Mark: You can gauge whatever your important measures are. There’s this idea of, measure what matters and then figure out how do we manage the system, how do we manage our business.

My wife and I, seven years ago, we’re thinking about buying a small local business in Texas. We took the monthly revenue for that business, and I put it into a process behavior chart, because I wanted to see how must does revenue fluctuate. It was basically just fluctuating around an average.

When you look at that and see how it fluctuates and what that calculated lower limit was, now you could start making some assumptions, “Sales are probably not going to ever fall below this number. Can we make the rent and payroll off of that number?” There are some ways you can use these charts to help predict future performance if it’s indeed just fluctuating.

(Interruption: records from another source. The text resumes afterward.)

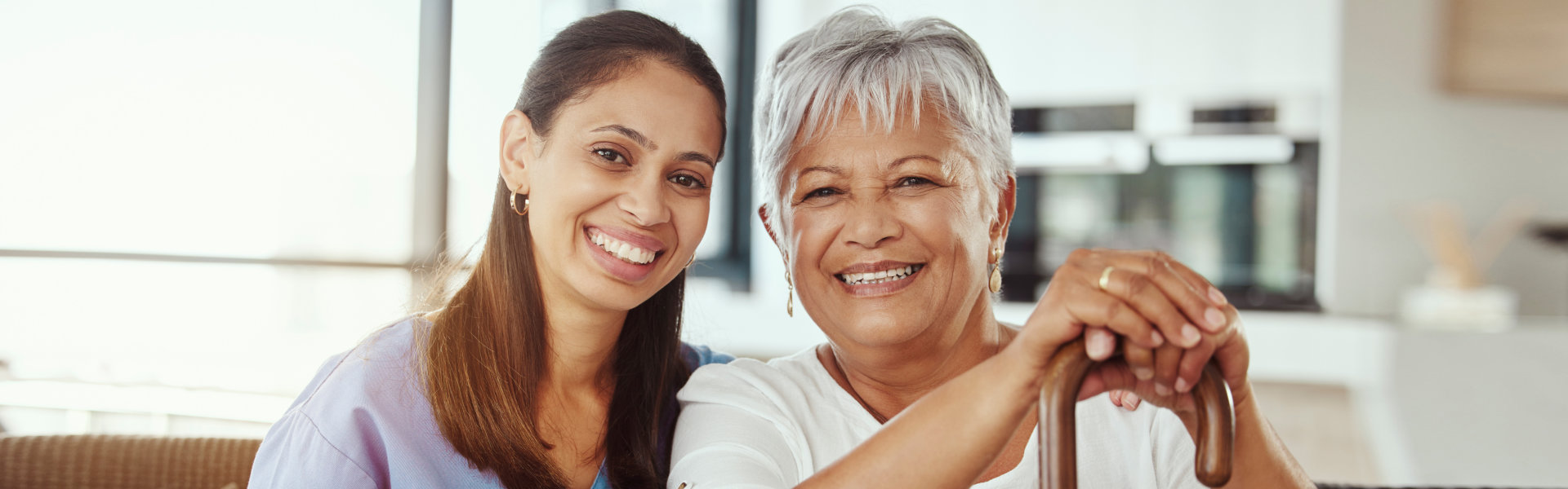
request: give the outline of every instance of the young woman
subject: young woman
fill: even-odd
[[[467,282],[329,359],[251,487],[654,487],[668,473],[684,270],[707,227],[724,92],[676,28],[613,11],[539,53],[500,130]]]

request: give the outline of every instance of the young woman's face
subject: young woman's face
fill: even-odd
[[[557,113],[547,139],[510,144],[524,160],[533,259],[547,299],[630,310],[670,284],[707,229],[723,144],[718,103],[663,63],[641,63]],[[516,133],[517,130],[510,130]]]

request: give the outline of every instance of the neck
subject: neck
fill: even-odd
[[[996,321],[985,295],[977,298],[960,323],[933,326],[936,337],[913,340],[917,345],[906,348],[828,345],[818,350],[818,359],[829,367],[840,386],[858,393],[875,414],[891,418],[925,393],[985,362],[1013,337],[1011,329]],[[829,362],[836,362],[837,368]]]
[[[580,301],[544,292],[547,392],[612,387],[615,343],[626,324],[626,310],[588,307]]]

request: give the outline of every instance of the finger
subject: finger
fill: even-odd
[[[1132,368],[1132,376],[1140,381],[1154,379],[1154,351],[1138,346],[1138,345],[1123,345],[1121,357],[1127,360],[1127,368]]]
[[[1198,386],[1198,378],[1203,375],[1203,365],[1209,365],[1209,359],[1214,357],[1215,342],[1204,340],[1198,346],[1189,348],[1181,356],[1181,364],[1176,373],[1176,392],[1189,392],[1193,386]]]
[[[1132,378],[1132,371],[1123,362],[1099,362],[1090,367],[1088,373],[1083,375],[1083,384],[1079,387],[1077,400],[1093,398],[1104,392],[1113,390],[1132,390],[1137,387],[1137,381]]]
[[[1185,279],[1189,285],[1192,285],[1196,290],[1204,290],[1204,296],[1207,296],[1209,302],[1214,302],[1214,306],[1231,304],[1231,301],[1226,299],[1223,293],[1220,293],[1220,288],[1215,288],[1214,284],[1209,284],[1209,279],[1204,279],[1196,271],[1192,271],[1192,268],[1189,268],[1187,263],[1171,260],[1170,266],[1171,271]]]
[[[1105,326],[1112,332],[1126,337],[1127,342],[1145,348],[1156,348],[1165,343],[1165,339],[1154,329],[1154,324],[1149,324],[1137,309],[1110,293],[1079,288],[1073,298],[1066,298],[1062,302],[1068,315],[1077,323]]]
[[[1091,360],[1104,362],[1116,353],[1116,334],[1105,328],[1090,328],[1083,331],[1083,350]]]
[[[1142,403],[1143,400],[1132,392],[1127,392],[1126,395],[1121,397],[1121,408],[1126,408],[1127,411],[1138,411],[1138,404]]]
[[[1192,273],[1192,268],[1176,262],[1162,251],[1146,252],[1143,254],[1143,259],[1148,260],[1146,266],[1149,270],[1149,279],[1154,281],[1162,292],[1165,292],[1165,296],[1170,298],[1171,302],[1176,304],[1176,307],[1179,307],[1190,321],[1193,321],[1193,324],[1198,324],[1198,328],[1209,332],[1215,332],[1225,324],[1225,315],[1218,309],[1223,302],[1214,301],[1214,296],[1218,296],[1221,301],[1225,299],[1225,295],[1220,295],[1220,290],[1209,285],[1209,282],[1196,273]],[[1185,273],[1178,271],[1178,268]]]
[[[1118,262],[1127,266],[1137,263],[1135,266],[1138,268],[1148,268],[1148,262],[1131,254],[1121,257]],[[1101,281],[1105,284],[1105,292],[1121,298],[1148,318],[1148,321],[1154,323],[1167,340],[1182,348],[1198,343],[1201,339],[1198,328],[1192,326],[1187,315],[1165,296],[1165,292],[1148,274],[1140,273],[1137,268],[1115,268],[1109,274],[1102,273],[1102,276],[1105,277],[1105,281]],[[1098,287],[1099,282],[1094,285]]]
[[[1176,390],[1176,373],[1181,368],[1181,356],[1184,350],[1176,345],[1165,345],[1154,350],[1154,392],[1159,395],[1171,395]]]

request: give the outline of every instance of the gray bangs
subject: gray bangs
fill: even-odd
[[[818,139],[844,118],[866,129],[894,130],[898,114],[917,122],[938,110],[975,160],[988,196],[1013,174],[1011,110],[1007,92],[969,34],[924,17],[894,27],[880,11],[845,8],[779,47],[757,91],[757,183],[770,219],[782,204],[782,172],[795,149]]]

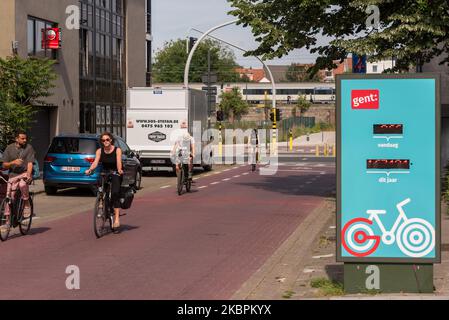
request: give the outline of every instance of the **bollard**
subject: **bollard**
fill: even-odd
[[[293,151],[293,132],[290,129],[290,151]]]

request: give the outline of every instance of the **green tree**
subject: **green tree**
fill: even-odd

Then one of the things we would have done was try to improve the business, of course. We would have done things to try to increase sales, increase repeat business and customer loyalty. We would have used that process behavior chart to look for a statistically significant increase in revenue. For a lot reasons, we ended up not buying the business.

I think it was more than just a… Charts like this would have been really helpful in that as they’ve proven helpful in other businesses I’ve been involved with.

A software company called KaiNexus that I’ve been coaching on methods like these. The CEO and the marketing director have learned basically to stop reacting to every up and down in their numbers and invest that time in improving the results instead of just reacting and trying to explain them.

How “Process Behavior Charts” Save Us Time and Help Us Sleep Better at Night

Bob: My own curiosity here, if you don’t mind. What type of business was that?

Mark: It was a local wine bar. It was a very customer service-oriented, just a type of retail establishment in Texas.

Bob: Measures of Success — React Less, Lead Better, Improve More, that’s the title of the book, Mark Graban, kind with his time. He’s our guest, this hour of our program on the FAN. He’s shared an awful lot with us.

Mark does a lot of speaking literally around the country. He shared an awful lot with us in this discussion. I want to thank you for being so kind with your time. Certainly wish you the best with this book and your future adventures.

Mark: Thank you, Bob.

Bob: We are going to pause for our top of the hour update. We got another guest joining us here on The Fan.